Humans might not be walking on the face of the Earth were it not for the ancient fusing of two prokaryotes - tiny life forms that do not have a cellular nucleus. Important new insights about prokaryotes and the evolution of life are published by UCLA molecular biologist James A. Lake 20 August in the advanced online edition of the journal Nature.
Endosymbiosis refers to a cell living within another cell. If they live together long enough, the two organisms will exchange genes; they merge, but often keep their own cell membranes, and sometimes keep their own genomes.
Lake has discovered the first exclusively prokaryote endosymbiosis. All other endosymbioses have involved a eukaryote (a cell with a nucleus, as found in all multicellular forms of life, such as humans, animals and plants).
'This relationship resulted in a totally different type of life on Earth,' said Lake, UCLA distinguished professor of molecular, cell and developmental biology and human genetics. 'We thought eukaryotes always needed to be present to do it, but we were wrong.'
'This work is a major advance in our understanding of how a group of organisms came to be that learned to harness the sun and then effected the greatest environmental change the Earth has ever seen, in this case with beneficial results,' said Carl Pilcher, director of the NASA Astrobiology Institute, headquartered at NASA Ames Research Centre in Moffett Field, CA, which co-funded the study, along with the National Science Foundation.
In the Nature paper, Lake is reporting that two groups of prokaryotes, known as actinobacteria and clostridia, came together and produced the 'double membrane' prokaryotes.

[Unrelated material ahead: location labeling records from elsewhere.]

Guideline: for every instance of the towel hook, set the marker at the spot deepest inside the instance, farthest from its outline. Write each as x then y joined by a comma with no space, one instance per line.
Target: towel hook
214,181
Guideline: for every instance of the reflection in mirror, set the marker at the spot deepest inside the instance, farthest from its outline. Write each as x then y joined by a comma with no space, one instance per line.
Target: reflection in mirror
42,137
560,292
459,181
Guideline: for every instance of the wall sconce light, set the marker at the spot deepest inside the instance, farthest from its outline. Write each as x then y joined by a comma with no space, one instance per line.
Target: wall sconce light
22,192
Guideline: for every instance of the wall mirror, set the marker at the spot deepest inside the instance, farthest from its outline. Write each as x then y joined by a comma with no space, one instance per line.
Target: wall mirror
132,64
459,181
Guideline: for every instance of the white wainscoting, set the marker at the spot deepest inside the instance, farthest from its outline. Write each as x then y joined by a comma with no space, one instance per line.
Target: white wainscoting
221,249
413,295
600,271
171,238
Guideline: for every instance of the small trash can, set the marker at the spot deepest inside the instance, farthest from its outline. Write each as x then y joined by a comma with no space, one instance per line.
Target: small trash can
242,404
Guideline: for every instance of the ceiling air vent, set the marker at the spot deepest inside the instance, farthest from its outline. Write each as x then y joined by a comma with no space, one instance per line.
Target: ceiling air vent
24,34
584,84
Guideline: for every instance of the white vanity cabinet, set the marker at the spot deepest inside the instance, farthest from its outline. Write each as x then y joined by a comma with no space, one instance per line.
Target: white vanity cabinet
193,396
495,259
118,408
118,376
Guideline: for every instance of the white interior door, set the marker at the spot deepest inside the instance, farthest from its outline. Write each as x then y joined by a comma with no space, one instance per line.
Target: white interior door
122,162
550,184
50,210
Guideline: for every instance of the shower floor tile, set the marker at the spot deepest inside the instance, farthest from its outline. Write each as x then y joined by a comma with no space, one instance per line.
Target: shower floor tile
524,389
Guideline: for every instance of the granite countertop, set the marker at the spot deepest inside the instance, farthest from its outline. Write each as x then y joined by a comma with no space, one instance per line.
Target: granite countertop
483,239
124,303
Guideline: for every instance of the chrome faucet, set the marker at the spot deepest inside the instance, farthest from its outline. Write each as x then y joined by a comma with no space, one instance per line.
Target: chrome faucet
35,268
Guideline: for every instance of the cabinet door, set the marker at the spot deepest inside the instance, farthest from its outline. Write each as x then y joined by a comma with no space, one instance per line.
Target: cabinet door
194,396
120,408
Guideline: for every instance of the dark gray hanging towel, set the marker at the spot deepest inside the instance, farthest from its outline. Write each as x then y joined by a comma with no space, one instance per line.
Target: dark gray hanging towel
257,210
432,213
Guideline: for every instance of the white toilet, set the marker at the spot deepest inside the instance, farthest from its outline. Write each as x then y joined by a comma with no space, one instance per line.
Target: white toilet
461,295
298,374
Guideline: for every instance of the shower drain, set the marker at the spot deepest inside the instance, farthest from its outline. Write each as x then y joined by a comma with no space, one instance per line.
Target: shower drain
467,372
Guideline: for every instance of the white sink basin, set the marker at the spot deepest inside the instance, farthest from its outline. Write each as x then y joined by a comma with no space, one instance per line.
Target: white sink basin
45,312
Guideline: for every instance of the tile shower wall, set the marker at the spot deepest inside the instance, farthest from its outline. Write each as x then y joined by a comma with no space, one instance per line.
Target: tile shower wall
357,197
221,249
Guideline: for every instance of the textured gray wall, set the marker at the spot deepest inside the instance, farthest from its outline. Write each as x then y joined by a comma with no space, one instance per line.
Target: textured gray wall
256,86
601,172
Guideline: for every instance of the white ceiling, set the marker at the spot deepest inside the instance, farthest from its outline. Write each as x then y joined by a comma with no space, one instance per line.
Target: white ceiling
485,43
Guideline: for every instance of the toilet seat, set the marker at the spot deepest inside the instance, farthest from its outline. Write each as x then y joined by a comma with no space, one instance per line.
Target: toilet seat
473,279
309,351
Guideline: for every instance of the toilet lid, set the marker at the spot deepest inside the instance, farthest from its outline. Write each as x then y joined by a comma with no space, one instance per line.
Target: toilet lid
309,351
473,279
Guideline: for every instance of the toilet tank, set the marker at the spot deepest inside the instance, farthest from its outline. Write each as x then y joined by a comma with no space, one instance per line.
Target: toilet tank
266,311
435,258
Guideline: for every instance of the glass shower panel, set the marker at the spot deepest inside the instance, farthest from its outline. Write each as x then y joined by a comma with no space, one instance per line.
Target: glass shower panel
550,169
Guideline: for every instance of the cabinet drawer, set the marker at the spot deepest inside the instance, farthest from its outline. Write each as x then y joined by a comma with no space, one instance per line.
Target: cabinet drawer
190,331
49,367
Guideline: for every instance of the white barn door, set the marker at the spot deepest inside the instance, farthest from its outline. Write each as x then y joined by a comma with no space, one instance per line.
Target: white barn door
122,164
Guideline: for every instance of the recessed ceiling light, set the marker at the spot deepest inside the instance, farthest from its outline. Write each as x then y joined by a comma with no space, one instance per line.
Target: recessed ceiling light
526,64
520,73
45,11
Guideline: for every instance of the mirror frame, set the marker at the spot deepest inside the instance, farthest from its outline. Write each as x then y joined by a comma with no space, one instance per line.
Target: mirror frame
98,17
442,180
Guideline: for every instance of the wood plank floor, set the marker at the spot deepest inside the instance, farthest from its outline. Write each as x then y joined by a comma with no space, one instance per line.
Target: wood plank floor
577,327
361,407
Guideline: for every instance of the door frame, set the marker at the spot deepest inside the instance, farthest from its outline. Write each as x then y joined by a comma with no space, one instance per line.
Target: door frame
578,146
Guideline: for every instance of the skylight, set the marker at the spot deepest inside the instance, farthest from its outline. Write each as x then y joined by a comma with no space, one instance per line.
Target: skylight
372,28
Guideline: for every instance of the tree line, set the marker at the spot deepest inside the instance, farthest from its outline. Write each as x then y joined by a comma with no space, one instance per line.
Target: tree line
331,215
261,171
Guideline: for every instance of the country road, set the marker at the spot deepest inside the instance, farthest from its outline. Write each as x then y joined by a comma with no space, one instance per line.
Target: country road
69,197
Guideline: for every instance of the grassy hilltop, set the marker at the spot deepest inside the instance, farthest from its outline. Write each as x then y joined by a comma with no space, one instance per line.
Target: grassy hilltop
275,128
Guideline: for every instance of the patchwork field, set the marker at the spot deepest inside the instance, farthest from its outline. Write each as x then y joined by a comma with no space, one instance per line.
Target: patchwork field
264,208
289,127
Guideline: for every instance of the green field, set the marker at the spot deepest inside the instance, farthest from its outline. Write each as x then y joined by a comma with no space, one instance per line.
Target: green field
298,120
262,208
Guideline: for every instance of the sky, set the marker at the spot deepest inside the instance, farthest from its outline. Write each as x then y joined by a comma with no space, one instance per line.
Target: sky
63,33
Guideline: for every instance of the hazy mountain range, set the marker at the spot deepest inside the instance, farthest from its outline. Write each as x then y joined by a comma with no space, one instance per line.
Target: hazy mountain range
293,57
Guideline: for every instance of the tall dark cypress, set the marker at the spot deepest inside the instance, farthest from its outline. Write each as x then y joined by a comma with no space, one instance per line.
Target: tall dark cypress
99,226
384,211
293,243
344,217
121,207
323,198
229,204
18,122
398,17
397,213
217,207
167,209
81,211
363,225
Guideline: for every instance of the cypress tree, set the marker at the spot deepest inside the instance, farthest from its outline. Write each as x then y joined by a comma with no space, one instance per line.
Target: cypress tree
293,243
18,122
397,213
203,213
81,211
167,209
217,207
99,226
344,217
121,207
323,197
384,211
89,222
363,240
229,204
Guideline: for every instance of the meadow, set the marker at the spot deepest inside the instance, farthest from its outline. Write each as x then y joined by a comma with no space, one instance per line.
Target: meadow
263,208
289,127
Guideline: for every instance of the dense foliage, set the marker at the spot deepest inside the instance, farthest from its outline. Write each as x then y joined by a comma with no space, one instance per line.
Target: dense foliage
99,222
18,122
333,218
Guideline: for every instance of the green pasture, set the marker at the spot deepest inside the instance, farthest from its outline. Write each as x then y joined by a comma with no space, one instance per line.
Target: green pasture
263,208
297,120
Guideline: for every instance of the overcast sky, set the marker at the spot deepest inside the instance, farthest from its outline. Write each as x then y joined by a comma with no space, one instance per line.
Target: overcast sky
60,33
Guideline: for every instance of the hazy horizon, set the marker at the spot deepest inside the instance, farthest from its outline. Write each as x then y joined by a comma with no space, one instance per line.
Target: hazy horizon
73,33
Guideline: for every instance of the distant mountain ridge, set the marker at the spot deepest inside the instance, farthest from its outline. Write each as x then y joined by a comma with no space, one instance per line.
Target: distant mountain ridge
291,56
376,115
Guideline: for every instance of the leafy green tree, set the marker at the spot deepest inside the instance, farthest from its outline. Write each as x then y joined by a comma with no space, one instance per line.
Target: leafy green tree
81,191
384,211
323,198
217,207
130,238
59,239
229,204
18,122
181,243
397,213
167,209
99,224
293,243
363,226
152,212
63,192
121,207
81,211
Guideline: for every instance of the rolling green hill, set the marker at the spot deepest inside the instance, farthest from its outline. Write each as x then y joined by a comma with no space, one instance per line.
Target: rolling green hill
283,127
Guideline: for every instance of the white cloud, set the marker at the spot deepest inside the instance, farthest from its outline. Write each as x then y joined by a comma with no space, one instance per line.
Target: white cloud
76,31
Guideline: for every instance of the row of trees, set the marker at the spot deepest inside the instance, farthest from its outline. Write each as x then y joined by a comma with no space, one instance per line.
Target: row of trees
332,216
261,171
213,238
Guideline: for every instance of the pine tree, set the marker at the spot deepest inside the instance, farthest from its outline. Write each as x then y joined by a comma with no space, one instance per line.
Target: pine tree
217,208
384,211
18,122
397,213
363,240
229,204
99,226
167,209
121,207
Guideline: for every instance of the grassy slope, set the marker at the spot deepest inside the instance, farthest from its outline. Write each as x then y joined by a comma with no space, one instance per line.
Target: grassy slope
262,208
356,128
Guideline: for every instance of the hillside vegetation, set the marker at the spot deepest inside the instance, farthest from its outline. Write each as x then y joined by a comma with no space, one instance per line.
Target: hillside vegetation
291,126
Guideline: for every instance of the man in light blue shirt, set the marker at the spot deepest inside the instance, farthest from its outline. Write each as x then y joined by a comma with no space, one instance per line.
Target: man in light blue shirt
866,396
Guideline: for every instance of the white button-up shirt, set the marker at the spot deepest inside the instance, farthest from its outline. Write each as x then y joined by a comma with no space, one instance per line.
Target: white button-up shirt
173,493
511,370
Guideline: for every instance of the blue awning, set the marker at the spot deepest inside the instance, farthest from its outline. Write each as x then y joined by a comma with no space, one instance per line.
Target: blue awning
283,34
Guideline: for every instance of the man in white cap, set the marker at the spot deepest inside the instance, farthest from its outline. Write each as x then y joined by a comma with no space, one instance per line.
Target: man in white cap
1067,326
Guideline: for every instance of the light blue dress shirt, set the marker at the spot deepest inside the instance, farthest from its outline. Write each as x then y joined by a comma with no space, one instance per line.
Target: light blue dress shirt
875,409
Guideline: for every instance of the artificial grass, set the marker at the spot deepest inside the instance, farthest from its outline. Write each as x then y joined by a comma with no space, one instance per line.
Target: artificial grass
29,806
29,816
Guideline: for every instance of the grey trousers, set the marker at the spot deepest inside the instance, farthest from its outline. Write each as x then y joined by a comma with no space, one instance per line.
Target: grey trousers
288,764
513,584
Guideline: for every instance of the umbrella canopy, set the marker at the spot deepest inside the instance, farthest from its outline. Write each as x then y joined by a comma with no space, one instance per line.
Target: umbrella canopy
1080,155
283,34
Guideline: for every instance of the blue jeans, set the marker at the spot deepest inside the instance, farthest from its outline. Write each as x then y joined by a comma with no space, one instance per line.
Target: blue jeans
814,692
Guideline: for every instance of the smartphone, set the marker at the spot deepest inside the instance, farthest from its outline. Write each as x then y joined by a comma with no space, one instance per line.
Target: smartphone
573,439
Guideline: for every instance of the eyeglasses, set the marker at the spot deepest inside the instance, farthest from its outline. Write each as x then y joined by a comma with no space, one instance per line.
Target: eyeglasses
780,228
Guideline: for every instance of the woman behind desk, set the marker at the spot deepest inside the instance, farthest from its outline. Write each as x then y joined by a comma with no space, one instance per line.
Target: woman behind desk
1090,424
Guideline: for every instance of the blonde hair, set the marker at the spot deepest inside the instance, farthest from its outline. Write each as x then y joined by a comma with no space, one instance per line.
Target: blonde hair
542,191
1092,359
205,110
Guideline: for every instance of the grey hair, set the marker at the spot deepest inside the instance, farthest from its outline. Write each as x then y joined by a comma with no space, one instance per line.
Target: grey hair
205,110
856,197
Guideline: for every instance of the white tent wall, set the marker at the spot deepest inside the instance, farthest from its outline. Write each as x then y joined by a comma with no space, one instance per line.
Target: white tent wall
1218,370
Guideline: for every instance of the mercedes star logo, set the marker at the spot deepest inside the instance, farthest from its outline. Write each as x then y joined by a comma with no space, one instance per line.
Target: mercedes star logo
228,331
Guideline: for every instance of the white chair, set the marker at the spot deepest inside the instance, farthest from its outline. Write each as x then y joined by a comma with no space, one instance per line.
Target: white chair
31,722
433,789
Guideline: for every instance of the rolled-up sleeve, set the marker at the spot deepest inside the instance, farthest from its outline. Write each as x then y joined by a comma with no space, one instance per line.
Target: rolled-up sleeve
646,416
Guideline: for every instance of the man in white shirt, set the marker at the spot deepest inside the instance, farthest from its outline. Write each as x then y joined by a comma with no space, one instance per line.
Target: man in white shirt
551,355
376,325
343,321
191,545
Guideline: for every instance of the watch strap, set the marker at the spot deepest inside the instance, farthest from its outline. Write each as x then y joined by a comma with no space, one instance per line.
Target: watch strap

'Higher life would not have happened without this event,' Lake said. 'These are very important organisms. At the time these two early prokaryotes were evolving, there was no oxygen in the Earth's atmosphere. Humans could not live. No oxygen-breathing organisms could live.'
The oxygen on the Earth is the result of a sub-group of the double membrane prokaryotes, Lake said. These organisms, the cyanobacteria, have been growing tremendously, pumping oxygen into the atmosphere; we could not breathe without them. In addition, the double membrane prokaryotic fusion supplied the mitochondria that are present in every human cell, he said.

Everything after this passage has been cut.